My Lords, heavy goods vehicle road-user charging is being introduced to ensure a fairer arrangement for UK hauliers. The details of the scheme and offsetting measures to help UK hauliers are still to be finalised. It must operate within relevant EU legislation and apply to both UK and foreign hauliers. New legislation will be needed.
I am grateful to the noble Earl for that Answer, but my Question asked how the Government were going to do it. Will the Government go for time-based or distance-based charging? As regards coming to that decision, is he aware that time-based systems are fully open to fraud-30 per cent of revenue in Switzerland is lost through fraud-and that the costs of implementing them are about 40 per cent of the revenue, compared with 10 per cent for those that are distance-based? Can the noble Earl assure me that he will take that into account when coming to a decision?
My Lords, it may be helpful if I run through the options. The Government are looking at options that are simpler and cheaper than the satellite-based lorry road-user charging system that the previous Government failed to implement. A time-based charge would be the simplest option, but it has the difficulties that the noble Lord outlined. Distance-based charges based on tachograph readings, or roadside equipment detecting vehicles as they pass, have advantages, but they are more complex and significantly more expensive to implement. The Government expect to be able to give more details in the spring.
Will the noble Earl also consider the number of accidents that are caused in this country by foreign-registered vehicles? They of course pay no tax, they use fuel from outside the country and they burden the health service with a lot more work.
The noble Lord makes an important point of which my department is well aware. However, the objective of the lorry road-user charging scheme is to ensure a competitive and free market for all operators, whether UK or foreign.
My Lords, I strongly welcome the action being taken by the Government in pursuit of an entirely necessary policy. In view of the various complications, could not the Government, so far as concerns both heavy vehicles and other vehicles, pursue the cruder but nevertheless effective course of abolishing road fund licences and heavy goods licences and replacing them with fuel charges, which would at least produce an equitable and economic relationship between road use, the nature of vehicles and the effect on the environment?

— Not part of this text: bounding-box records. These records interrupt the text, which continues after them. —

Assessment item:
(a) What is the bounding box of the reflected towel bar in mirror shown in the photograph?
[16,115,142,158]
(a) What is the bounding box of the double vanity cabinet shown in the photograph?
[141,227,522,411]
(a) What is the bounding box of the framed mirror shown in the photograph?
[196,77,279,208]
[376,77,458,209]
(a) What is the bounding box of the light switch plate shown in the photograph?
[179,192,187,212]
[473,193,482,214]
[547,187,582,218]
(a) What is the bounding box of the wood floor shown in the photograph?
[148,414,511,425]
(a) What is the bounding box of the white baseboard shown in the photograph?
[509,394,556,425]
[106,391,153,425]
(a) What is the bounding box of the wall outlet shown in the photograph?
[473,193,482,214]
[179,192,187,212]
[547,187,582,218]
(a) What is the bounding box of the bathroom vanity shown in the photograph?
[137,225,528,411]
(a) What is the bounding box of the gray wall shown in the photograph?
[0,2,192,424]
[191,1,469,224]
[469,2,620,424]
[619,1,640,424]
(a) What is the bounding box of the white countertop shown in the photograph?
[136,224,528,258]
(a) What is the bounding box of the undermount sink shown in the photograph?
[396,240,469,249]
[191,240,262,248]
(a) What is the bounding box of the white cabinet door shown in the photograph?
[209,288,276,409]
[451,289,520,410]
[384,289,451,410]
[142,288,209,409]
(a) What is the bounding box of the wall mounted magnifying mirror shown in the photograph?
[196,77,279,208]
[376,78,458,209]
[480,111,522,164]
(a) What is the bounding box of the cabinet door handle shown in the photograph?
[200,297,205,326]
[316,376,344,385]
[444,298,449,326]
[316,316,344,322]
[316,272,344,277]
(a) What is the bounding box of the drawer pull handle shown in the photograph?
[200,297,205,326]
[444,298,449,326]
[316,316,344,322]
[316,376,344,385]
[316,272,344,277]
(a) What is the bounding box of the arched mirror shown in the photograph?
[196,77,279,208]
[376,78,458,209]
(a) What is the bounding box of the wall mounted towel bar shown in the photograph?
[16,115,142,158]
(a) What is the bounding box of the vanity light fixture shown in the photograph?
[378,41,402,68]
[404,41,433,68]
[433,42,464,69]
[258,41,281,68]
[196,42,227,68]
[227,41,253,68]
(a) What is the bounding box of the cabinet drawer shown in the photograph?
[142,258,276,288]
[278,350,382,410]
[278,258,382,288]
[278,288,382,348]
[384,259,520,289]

My Lords, the noble Lord makes an interesting point. One problem that we experience is foreign vehicles coming in with very large fuel tanks, sometimes containing in excess of 1,000 litres of fuel, which enable them to travel all around the UK and then leave without buying any fuel here. There is also an EU directive on the minimum vehicle excise duty rate.
The noble Lord makes an important point. We are looking very closely at what our European partners are doing. It is important to remember that their problems are slightly different from ours. European states have a lot of through traffic. We do not have so much through traffic, but we do have lots of foreign vehicles coming to deliver to the UK.
My Lords, what is the Minister's explanation for the length of time that is being taken over the introduction of the scheme? The Government courted the heavy goods vehicle industry in this country by saying in their manifesto that they intended to introduce a scheme. The coalition agreement and the business plan of the department stated that the scheme would be introduced, and yet we are now looking at a delay of at least four years before a scheme is introduced. Why is this, and will the Minister also rule out a charge that must be paid not just by foreign heavy goods vehicle operators but also by home-based hauliers?
My Lords, on the noble Lord's substantive point, we are anxious to avoid making the mistakes of the previous Government, who spent £60 million of public money on a satellite lorry road-user charging scheme that achieved absolutely nothing.
Why is the tachography option more expensive-which is what the noble Earl said-when all it would require would be an entry reading and an exit reading to provide a calculation based on a multiplication of the cost per mile?
The noble Lord is quite right: it is an option that we are looking at very carefully. However, he will also be aware that it is quite easy to interfere with the operation of the tachograph-for instance, by placing a large magnet on the transducer or an illegal switch in the electrical circuitry.